Yankee Lidle’s Plane Crashed Because of Control Defect, Lawyer Tells Jury
New York Yankees pitcher Cory Lidle’s plane slammed into an Upper East Side building in October 2006 because the flight-control system was defective, a lawyer told a jury in Manhattan today.
Lidle and his flight instructor, Tyler Stanger, were killed when their plane crashed into an apartment building on East 72nd Street on Oct. 11, 2006. Lidle was 34 and Stanger was 26. Their widows filed a wrongful death suit against Duluth, Minnesota- based Cirrus Design Corp., the manufacturer of Lidle’s single- engine SR20 plane, in February 2007.
The suit claims that the flight-control system failed because of a design defect that caused Lidle and Stanger to lose control of the plane. Cirrus contends that the pilots started a turn too close to the eastern shore of the island of Manhattan at too low an angle, leaving them too little room to finish the maneuver.

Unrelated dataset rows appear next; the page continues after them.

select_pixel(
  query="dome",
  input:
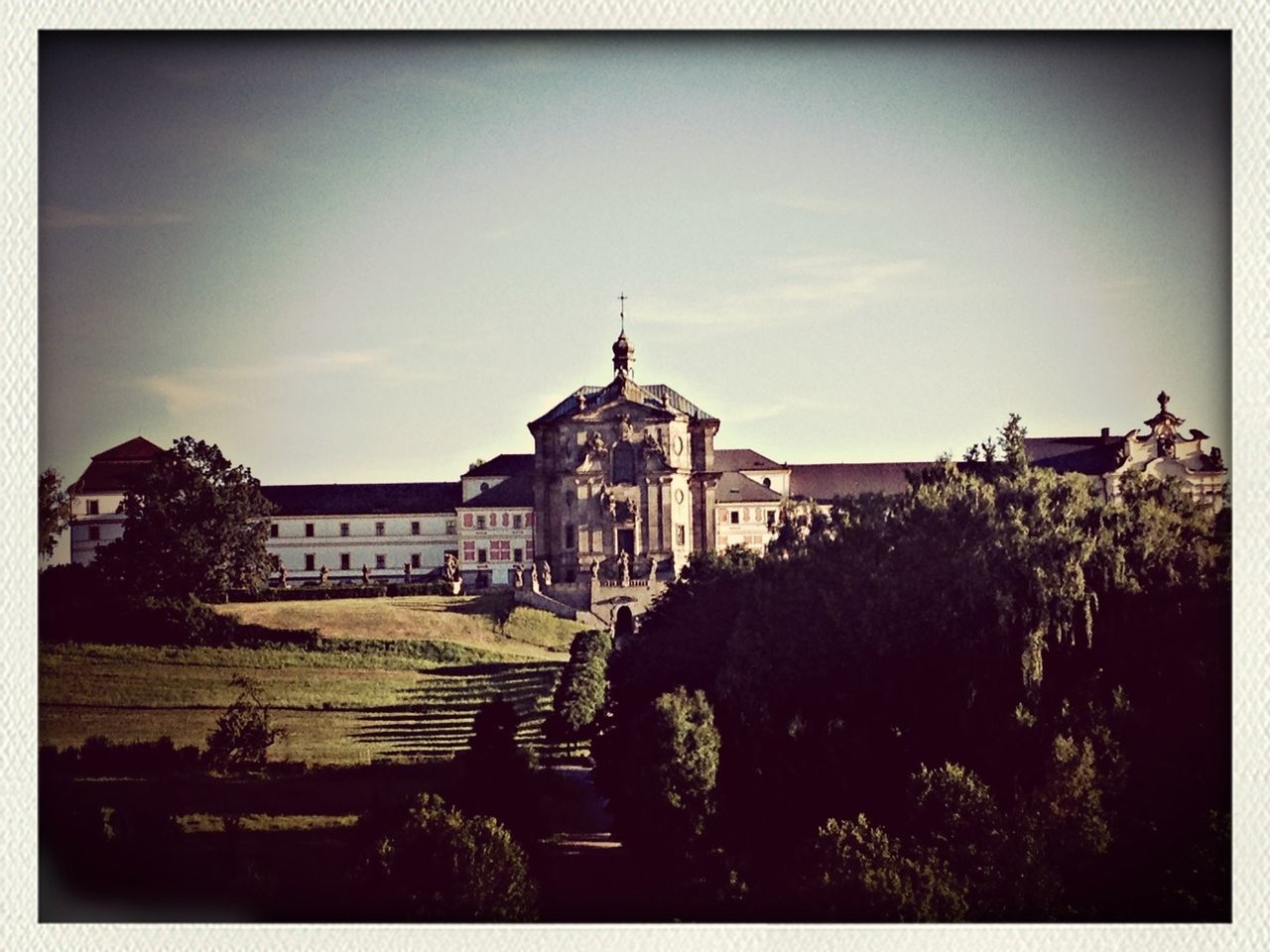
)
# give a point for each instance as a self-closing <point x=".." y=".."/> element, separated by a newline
<point x="624" y="356"/>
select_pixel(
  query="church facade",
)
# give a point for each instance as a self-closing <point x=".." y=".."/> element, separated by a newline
<point x="622" y="485"/>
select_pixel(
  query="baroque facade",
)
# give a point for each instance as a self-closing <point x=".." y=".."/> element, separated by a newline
<point x="624" y="484"/>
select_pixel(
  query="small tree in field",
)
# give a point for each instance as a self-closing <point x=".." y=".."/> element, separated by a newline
<point x="55" y="511"/>
<point x="195" y="526"/>
<point x="244" y="733"/>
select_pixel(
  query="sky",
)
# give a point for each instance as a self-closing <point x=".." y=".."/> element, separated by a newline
<point x="373" y="258"/>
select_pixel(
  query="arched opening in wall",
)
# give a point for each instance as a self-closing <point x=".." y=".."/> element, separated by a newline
<point x="624" y="624"/>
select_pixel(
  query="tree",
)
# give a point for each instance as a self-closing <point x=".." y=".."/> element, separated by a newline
<point x="580" y="692"/>
<point x="195" y="527"/>
<point x="662" y="774"/>
<point x="244" y="733"/>
<point x="431" y="862"/>
<point x="861" y="874"/>
<point x="55" y="511"/>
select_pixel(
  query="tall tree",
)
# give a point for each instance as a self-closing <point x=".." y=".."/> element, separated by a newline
<point x="195" y="526"/>
<point x="55" y="511"/>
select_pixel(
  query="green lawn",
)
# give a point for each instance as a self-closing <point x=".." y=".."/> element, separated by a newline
<point x="465" y="620"/>
<point x="368" y="689"/>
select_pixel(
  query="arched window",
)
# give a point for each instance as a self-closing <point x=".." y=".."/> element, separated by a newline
<point x="624" y="462"/>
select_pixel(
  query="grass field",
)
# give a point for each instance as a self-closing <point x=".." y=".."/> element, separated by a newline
<point x="368" y="689"/>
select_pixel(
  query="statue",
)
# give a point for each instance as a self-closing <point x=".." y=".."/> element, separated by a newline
<point x="652" y="445"/>
<point x="594" y="448"/>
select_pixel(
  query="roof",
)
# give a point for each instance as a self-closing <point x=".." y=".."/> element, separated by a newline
<point x="738" y="460"/>
<point x="504" y="465"/>
<point x="135" y="449"/>
<point x="824" y="481"/>
<point x="116" y="468"/>
<point x="734" y="488"/>
<point x="363" y="498"/>
<point x="1091" y="456"/>
<point x="656" y="395"/>
<point x="515" y="490"/>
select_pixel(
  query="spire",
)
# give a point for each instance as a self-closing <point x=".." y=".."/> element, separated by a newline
<point x="624" y="354"/>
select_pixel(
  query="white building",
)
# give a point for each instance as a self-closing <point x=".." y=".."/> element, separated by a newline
<point x="617" y="468"/>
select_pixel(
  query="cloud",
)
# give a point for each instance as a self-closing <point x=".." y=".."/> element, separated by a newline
<point x="183" y="397"/>
<point x="59" y="217"/>
<point x="815" y="204"/>
<point x="231" y="385"/>
<point x="837" y="280"/>
<point x="832" y="280"/>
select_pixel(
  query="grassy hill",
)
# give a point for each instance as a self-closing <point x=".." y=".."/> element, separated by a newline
<point x="398" y="678"/>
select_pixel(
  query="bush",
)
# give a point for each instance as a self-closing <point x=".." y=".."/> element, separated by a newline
<point x="244" y="733"/>
<point x="434" y="864"/>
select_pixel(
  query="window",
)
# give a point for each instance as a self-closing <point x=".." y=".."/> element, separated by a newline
<point x="624" y="462"/>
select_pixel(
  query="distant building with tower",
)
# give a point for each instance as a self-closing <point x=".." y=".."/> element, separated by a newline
<point x="622" y="486"/>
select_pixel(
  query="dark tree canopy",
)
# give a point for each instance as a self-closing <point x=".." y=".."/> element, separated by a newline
<point x="1065" y="658"/>
<point x="195" y="526"/>
<point x="55" y="511"/>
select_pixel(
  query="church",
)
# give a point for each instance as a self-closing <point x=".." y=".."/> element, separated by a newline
<point x="622" y="485"/>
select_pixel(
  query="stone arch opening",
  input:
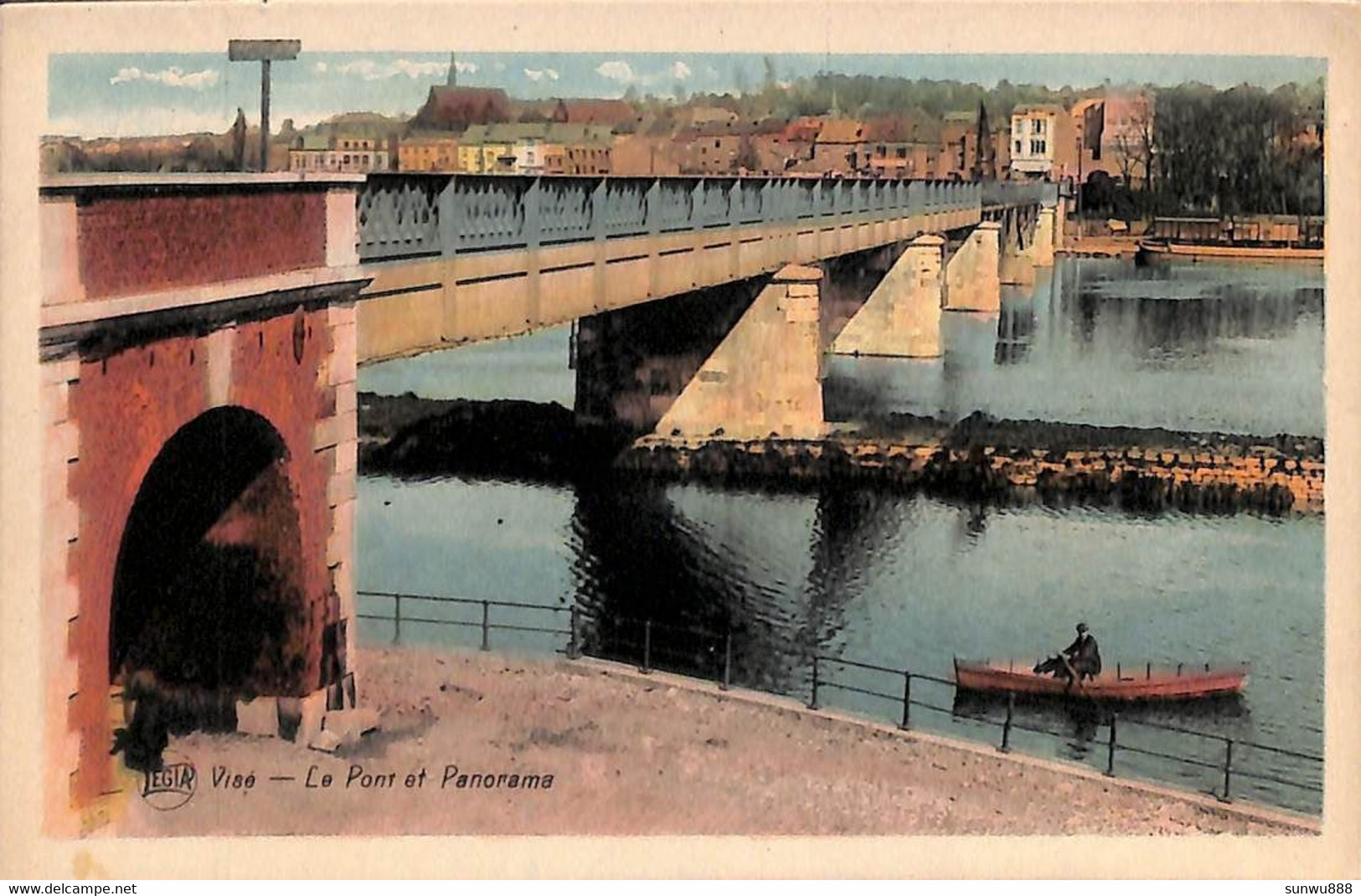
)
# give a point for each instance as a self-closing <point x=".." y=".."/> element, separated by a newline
<point x="207" y="600"/>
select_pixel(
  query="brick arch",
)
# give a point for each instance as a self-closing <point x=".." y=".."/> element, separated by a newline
<point x="207" y="589"/>
<point x="120" y="409"/>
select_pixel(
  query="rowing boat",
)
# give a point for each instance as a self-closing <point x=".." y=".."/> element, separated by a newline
<point x="1147" y="682"/>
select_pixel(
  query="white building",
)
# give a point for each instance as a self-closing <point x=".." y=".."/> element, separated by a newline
<point x="1043" y="142"/>
<point x="357" y="156"/>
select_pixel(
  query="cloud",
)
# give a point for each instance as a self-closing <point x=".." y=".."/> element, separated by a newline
<point x="372" y="70"/>
<point x="173" y="76"/>
<point x="616" y="70"/>
<point x="113" y="123"/>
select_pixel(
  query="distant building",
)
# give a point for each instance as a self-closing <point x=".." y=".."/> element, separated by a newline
<point x="595" y="112"/>
<point x="1043" y="143"/>
<point x="901" y="147"/>
<point x="840" y="147"/>
<point x="644" y="154"/>
<point x="457" y="108"/>
<point x="428" y="154"/>
<point x="341" y="154"/>
<point x="1115" y="135"/>
<point x="535" y="149"/>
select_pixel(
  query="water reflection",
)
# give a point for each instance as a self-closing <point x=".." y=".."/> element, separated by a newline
<point x="899" y="580"/>
<point x="1226" y="348"/>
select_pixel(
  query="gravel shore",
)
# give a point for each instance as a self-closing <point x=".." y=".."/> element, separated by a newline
<point x="631" y="754"/>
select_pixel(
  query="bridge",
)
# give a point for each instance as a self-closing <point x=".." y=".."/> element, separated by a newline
<point x="200" y="338"/>
<point x="457" y="259"/>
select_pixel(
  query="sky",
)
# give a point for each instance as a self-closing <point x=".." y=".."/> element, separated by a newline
<point x="124" y="95"/>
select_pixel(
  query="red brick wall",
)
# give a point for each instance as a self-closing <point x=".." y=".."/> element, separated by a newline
<point x="139" y="244"/>
<point x="126" y="409"/>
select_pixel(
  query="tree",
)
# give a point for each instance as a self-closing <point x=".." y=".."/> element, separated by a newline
<point x="239" y="142"/>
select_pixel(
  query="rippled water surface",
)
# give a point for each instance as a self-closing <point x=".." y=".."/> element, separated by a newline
<point x="910" y="582"/>
<point x="1213" y="346"/>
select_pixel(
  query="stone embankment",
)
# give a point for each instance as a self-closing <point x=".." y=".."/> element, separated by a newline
<point x="1138" y="470"/>
<point x="977" y="458"/>
<point x="483" y="744"/>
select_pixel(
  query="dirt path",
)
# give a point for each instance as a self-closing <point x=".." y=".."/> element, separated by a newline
<point x="633" y="756"/>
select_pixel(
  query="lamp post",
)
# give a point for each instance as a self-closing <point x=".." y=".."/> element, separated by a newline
<point x="263" y="52"/>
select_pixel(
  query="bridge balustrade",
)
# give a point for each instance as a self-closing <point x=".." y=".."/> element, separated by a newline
<point x="424" y="215"/>
<point x="1018" y="193"/>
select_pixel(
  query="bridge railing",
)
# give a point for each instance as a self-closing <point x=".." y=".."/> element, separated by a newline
<point x="422" y="215"/>
<point x="708" y="652"/>
<point x="1018" y="193"/>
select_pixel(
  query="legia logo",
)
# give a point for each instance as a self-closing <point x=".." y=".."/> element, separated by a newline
<point x="173" y="785"/>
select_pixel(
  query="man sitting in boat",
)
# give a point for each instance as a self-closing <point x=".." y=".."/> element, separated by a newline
<point x="1082" y="657"/>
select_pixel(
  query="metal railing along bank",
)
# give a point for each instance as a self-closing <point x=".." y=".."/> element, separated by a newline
<point x="424" y="215"/>
<point x="657" y="646"/>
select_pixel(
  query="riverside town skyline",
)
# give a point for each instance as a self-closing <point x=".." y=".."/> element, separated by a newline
<point x="142" y="95"/>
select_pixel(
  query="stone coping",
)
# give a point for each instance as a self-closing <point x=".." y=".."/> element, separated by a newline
<point x="93" y="182"/>
<point x="97" y="309"/>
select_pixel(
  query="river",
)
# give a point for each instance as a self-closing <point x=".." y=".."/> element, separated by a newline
<point x="910" y="582"/>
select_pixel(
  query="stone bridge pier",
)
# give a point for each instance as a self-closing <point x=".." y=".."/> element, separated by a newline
<point x="198" y="404"/>
<point x="740" y="361"/>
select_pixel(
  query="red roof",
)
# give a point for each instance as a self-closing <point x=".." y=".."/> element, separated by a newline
<point x="607" y="112"/>
<point x="456" y="108"/>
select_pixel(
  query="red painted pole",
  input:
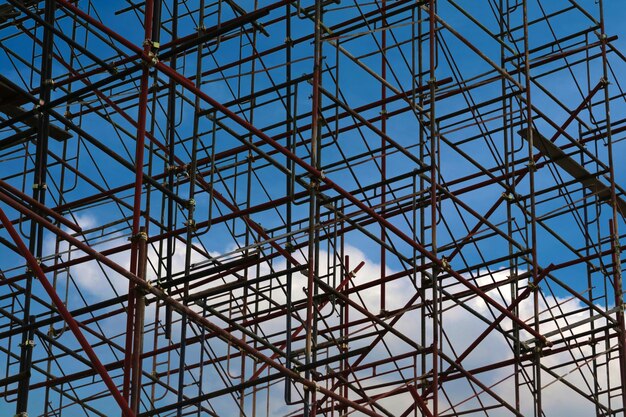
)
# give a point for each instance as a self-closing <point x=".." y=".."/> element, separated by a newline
<point x="63" y="311"/>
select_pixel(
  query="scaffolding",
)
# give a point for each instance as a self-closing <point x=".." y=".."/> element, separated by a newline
<point x="312" y="208"/>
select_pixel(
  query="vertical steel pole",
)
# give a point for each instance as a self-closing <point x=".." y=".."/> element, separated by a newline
<point x="150" y="50"/>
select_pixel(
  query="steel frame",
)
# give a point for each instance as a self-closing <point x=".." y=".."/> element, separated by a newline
<point x="312" y="207"/>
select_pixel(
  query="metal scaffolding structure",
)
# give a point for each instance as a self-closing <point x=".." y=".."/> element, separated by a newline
<point x="312" y="208"/>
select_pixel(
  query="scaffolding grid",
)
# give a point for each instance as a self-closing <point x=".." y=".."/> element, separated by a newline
<point x="312" y="208"/>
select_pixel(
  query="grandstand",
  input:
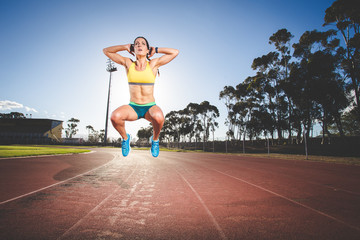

“There is no pilot error,” Todd E. Macaluso, a lawyer representing the estates of Lidle and Stanger, told the jury in opening statements in federal court in Manhattan. “There is no negligence. If you can’t control the airplane, you can’t be at fault. This airplane was out of control.”
The accident was a “terrible tragedy” and Cirrus is “genuinely sorry” for the loss of the two men, Patrick E. Bradley, an attorney representing the company, said in opening statements before U.S. District Judge Barbara Jones.
“While acknowledging that, we also have to acknowledge that it is wrong and it is unfair to blame someone for something they did not do,” Bradley said. “Cirrus did not cause these deaths, the airplane did not cause these deaths.”
The case is Lidle v. Cirrus Design Corp., 1:08-cv-01253, U.S. District Court, Southern District of New York (Manhattan).